Les Miraculés : Tant que le chaos existe, aucune règle ne s’applique vraiment. Et cet état génère des surprises, voire des miracles. Les ex L.R. (devenus Droite Républicaine après la trahison d’E. Ciotti), parti moribond ou presque se retrouve au pouvoir, avec le ministère majeur qu’est celui de l’Intérieur. M. Retailleau, ombre conservatrice du parti jusque-là, se retrouve propulsé au sommet de l’Etat et des multiples plateaux télés, au-delà de ses ambitions les plus folles. Avouons l’extraordinaire de la situation : le pourfendeur national du désordre obtient le plus haut poste grâce à ce désordre même. Si le chaos était un dieu, il aurait de l’humour, et s’il ne l’est pas, il produit tout de même des miracles. Nous verrons si cette Droite Républicaine saura s’affranchir des travées du Rassemblement National par la suite, mais quoi qu’il en soit ils auront peu de temps pour prouver quelque chose.
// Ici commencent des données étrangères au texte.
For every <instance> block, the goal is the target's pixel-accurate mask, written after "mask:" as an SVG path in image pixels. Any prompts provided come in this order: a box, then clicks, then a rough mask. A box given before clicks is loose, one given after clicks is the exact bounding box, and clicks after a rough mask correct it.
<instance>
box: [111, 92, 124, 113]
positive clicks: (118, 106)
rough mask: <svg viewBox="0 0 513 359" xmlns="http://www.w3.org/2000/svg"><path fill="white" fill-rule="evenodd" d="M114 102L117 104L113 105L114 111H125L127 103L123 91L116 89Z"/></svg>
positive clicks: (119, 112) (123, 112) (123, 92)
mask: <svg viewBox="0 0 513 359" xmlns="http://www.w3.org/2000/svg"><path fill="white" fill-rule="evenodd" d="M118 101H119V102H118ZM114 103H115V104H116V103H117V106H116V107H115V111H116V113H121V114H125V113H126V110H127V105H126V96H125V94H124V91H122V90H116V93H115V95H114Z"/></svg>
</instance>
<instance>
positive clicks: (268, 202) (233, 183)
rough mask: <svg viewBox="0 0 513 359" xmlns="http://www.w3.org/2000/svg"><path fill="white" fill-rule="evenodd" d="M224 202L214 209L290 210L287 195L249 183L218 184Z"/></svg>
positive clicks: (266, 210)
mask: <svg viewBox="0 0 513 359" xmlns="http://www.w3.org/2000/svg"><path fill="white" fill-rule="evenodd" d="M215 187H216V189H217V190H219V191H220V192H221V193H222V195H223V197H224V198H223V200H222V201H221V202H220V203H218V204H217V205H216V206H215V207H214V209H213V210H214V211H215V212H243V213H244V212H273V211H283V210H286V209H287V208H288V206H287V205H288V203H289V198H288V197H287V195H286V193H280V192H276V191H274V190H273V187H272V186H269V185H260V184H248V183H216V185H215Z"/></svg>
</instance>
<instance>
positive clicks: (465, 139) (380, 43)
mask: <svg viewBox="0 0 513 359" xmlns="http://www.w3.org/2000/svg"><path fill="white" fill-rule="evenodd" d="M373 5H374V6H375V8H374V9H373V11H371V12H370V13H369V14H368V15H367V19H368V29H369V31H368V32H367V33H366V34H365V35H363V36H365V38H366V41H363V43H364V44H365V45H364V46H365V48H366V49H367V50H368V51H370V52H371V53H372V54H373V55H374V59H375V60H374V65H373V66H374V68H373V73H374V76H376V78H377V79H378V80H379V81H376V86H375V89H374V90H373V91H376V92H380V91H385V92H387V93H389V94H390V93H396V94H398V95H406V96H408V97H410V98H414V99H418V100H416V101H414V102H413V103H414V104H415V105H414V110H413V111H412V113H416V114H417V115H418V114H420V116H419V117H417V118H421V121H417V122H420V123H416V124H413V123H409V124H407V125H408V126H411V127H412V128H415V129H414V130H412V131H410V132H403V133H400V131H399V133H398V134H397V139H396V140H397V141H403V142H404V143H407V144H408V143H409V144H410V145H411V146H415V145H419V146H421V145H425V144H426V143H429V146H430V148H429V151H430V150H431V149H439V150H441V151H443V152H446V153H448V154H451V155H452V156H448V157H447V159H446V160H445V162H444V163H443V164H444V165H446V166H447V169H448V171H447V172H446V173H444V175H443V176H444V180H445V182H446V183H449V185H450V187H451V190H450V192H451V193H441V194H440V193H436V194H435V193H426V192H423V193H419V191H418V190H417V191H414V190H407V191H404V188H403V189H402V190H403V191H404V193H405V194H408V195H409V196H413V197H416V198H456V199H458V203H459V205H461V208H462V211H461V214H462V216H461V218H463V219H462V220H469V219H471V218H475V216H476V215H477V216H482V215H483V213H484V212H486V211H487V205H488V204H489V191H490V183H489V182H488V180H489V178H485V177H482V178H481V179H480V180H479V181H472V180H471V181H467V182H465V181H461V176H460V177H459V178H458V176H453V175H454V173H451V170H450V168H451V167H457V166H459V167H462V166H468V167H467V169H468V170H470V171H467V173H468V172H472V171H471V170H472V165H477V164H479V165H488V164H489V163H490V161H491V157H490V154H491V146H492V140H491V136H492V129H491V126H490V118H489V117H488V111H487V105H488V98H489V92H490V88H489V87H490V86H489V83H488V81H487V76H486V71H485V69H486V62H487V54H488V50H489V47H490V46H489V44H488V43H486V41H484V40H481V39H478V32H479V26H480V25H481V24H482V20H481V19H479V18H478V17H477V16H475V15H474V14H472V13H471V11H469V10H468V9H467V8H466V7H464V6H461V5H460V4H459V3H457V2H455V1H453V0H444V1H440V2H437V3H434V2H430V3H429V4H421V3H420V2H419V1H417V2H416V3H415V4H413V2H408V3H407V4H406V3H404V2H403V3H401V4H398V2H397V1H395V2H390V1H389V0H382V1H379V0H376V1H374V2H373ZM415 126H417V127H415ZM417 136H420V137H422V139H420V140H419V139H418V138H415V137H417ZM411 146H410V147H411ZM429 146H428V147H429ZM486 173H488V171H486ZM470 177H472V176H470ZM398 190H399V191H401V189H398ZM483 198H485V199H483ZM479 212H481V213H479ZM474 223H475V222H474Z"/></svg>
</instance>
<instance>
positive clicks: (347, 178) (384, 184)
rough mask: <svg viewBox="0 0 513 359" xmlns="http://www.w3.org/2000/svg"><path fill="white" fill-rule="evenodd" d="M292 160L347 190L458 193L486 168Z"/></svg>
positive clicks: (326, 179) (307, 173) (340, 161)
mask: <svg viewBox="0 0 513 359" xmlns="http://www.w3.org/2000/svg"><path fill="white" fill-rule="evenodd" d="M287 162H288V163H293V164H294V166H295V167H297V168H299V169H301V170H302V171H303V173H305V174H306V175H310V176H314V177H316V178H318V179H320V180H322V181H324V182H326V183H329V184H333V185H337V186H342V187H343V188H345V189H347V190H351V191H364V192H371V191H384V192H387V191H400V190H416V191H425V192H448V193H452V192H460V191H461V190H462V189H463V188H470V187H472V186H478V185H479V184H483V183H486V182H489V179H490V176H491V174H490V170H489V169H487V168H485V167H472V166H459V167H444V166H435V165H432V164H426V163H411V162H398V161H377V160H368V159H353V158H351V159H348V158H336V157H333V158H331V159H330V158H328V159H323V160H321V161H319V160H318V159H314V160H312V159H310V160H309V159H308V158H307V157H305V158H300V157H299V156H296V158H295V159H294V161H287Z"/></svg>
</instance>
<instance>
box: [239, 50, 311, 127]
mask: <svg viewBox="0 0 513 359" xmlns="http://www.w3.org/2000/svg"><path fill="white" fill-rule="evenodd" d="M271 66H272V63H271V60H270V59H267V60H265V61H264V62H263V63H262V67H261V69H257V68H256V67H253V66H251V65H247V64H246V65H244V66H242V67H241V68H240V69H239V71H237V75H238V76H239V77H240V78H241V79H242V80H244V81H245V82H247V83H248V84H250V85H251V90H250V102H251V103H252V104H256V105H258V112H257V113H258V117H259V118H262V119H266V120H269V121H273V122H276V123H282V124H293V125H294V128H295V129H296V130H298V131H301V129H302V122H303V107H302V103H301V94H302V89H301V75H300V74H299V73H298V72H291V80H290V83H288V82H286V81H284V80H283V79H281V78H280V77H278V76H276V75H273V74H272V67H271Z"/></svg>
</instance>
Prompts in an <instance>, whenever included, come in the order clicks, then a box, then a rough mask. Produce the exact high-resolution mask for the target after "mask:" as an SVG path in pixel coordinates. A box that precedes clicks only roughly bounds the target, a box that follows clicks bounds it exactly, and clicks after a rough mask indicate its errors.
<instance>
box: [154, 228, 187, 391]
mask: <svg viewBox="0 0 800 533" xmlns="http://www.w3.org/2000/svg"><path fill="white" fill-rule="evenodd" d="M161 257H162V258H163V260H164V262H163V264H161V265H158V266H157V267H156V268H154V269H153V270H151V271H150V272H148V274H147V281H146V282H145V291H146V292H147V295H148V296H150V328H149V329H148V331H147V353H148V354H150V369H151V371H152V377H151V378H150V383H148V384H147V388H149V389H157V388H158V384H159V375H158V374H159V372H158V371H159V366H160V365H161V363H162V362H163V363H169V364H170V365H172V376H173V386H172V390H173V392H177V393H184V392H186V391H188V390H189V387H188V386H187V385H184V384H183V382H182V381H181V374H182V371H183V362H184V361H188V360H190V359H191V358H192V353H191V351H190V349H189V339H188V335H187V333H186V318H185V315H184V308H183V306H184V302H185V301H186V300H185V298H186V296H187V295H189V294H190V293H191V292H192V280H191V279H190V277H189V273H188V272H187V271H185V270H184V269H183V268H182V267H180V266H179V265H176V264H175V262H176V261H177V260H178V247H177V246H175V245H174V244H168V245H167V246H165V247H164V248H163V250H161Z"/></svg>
Les Indignés : La Gauche de type social-démocrate, Olivier Faure en tête (pour combien de temps ?) joue l’indignation. C’est peut-être justifié mais cela ressemble simplement à un rôle de papier peint pour décorer la pièce dans laquelle d’autres acteurs jouent. Leur association contre nature avec LFI leur coûte les premiers rôles, et leur absence de soutien à Bernard Cazeneuve, leur crédibilité. Il y avait une occasion. Peut-être pas en or, mais une ouverture vers autre chose. Il y avait une logique électorale à soutenir cette candidature, en lieu et place de Lucie Castets, car B. Cazeneuve ne pouvait être soupçonné d’être téléguidé par J.L. Mélenchon. Raté. Tant pis pour eux. Il est temps de revoir qui pense et qui dirige de ce côté-là. En attendant, même le chaos se fait sans eux.

Les Français : les français ont aujourd’hui les oreilles cassées par les menaces de fiscalité alourdies, de retraites rabotées, de taxes supplémentaires et de prix de l’énergie en hausse, entre autres fléaux sociaux ou financiers. Ils regardent s’agiter une Assemblée divisée et chaotique d’un côté, les ambitions opportunistes de tous bords politiques de l’autre, et un Président plus hors sol que jamais face à la seule question qui mérite éclairage :

Que s’est-il passé ?

Note de l’auteur

Cet article ne représente pas une critique sur le fond des personnes publiques, mais une analyse des choses perçues, des risques liés aux communications du monde politique et des enjeux de celles-ci. Les noms cités ne le sont que pour comprendre leur impact au travers de décisions, de déclarations ou de comportements médiatisés.